# Fast acting lime



## Gorgonzola17 (Feb 28, 2018)

Does anyone know if the fast acting lime at Lowe's is calcitic or dolomitic. My magnesium is already through the roof so I dont need dolomitic.


----------



## desirous (Dec 15, 2017)

If you mean the Sta-Green Rapid-Lime https://www.lowes.com/pd/Sta-Green-30-lb-Lime-Balance-Soil/50189499, yes, it is calcitic. It is Solu-Cal packaged for Lowes.


----------



## Gorgonzola17 (Feb 28, 2018)

desirous said:


> If you mean the Sta-Green Rapid-Lime https://www.lowes.com/pd/Sta-Green-30-lb-Lime-Balance-Soil/50189499, yes, it is calcitic. It is Solu-Cal packaged for Lowes.

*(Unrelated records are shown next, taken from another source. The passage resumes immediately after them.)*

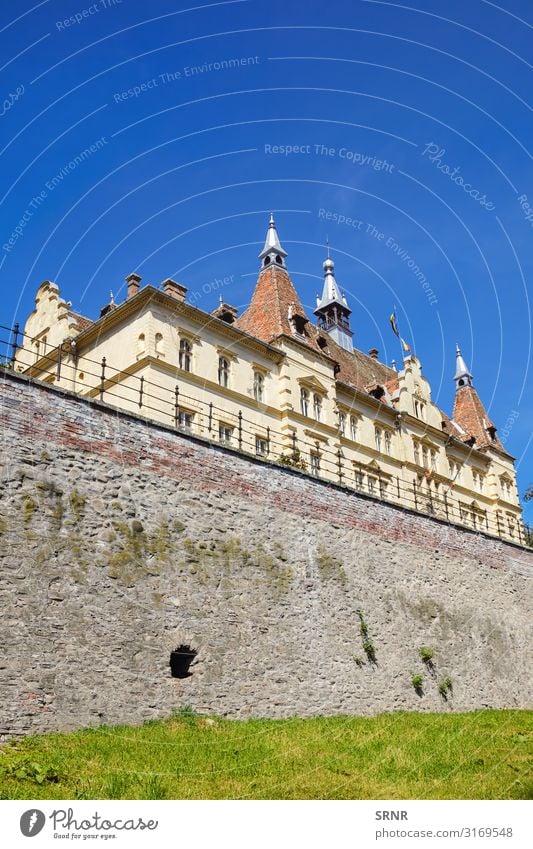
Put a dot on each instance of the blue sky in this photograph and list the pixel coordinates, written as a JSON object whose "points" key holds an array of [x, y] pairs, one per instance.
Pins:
{"points": [[401, 132]]}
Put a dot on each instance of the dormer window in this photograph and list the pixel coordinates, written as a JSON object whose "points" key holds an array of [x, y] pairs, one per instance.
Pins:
{"points": [[377, 393], [298, 323], [259, 387]]}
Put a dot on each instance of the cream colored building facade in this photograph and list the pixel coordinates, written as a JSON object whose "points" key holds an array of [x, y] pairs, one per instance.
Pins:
{"points": [[273, 384]]}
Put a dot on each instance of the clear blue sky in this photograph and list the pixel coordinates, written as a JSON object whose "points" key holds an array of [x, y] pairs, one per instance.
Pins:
{"points": [[414, 121]]}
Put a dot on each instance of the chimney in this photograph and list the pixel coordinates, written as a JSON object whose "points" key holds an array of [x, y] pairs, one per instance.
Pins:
{"points": [[175, 290], [226, 313], [133, 281]]}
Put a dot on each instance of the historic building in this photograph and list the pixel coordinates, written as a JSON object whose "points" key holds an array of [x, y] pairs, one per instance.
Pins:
{"points": [[273, 383]]}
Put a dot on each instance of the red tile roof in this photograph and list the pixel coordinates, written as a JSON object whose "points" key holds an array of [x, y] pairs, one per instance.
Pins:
{"points": [[82, 322], [469, 413], [275, 299]]}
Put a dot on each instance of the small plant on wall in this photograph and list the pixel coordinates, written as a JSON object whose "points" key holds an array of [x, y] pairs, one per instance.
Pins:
{"points": [[368, 646], [417, 681], [445, 687], [294, 460], [426, 654]]}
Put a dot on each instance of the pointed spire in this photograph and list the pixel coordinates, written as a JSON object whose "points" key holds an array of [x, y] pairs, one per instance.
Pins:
{"points": [[272, 251], [331, 294], [332, 308], [462, 374]]}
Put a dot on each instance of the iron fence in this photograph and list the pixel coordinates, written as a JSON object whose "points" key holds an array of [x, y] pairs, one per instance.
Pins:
{"points": [[232, 429]]}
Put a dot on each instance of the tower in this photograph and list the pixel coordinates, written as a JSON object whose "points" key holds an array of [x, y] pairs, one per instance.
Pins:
{"points": [[462, 374], [468, 410], [332, 309], [272, 252]]}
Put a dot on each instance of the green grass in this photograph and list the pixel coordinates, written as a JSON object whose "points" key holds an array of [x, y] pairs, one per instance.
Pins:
{"points": [[478, 755]]}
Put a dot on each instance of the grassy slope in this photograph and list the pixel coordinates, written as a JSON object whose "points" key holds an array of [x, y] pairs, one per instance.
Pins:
{"points": [[479, 755]]}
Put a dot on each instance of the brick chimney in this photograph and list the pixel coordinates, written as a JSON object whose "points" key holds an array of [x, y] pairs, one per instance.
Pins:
{"points": [[226, 312], [175, 290], [133, 281]]}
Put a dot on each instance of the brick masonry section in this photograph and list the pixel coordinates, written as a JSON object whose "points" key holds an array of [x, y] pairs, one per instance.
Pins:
{"points": [[121, 540]]}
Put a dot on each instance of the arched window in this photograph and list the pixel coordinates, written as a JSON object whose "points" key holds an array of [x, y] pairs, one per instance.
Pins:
{"points": [[223, 371], [259, 387], [185, 357], [304, 402]]}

I was talking about the pennington one. Should have been more specific. Based on the specs on the back of the bag, it is definitely calcitic.


----------



## desirous (Dec 15, 2017)

A few years ago, the Pennington lime was calcitic relabeled ENCAP. It is no longer available in my area, but last year, people have reported that newer Pennington is dolomitic. Check the Mg percentages on the back of the bag to be sure.


----------



## Gorgonzola17 (Feb 28, 2018)

I believe it was only 6 grams and the dolomitic was 18 grams.


----------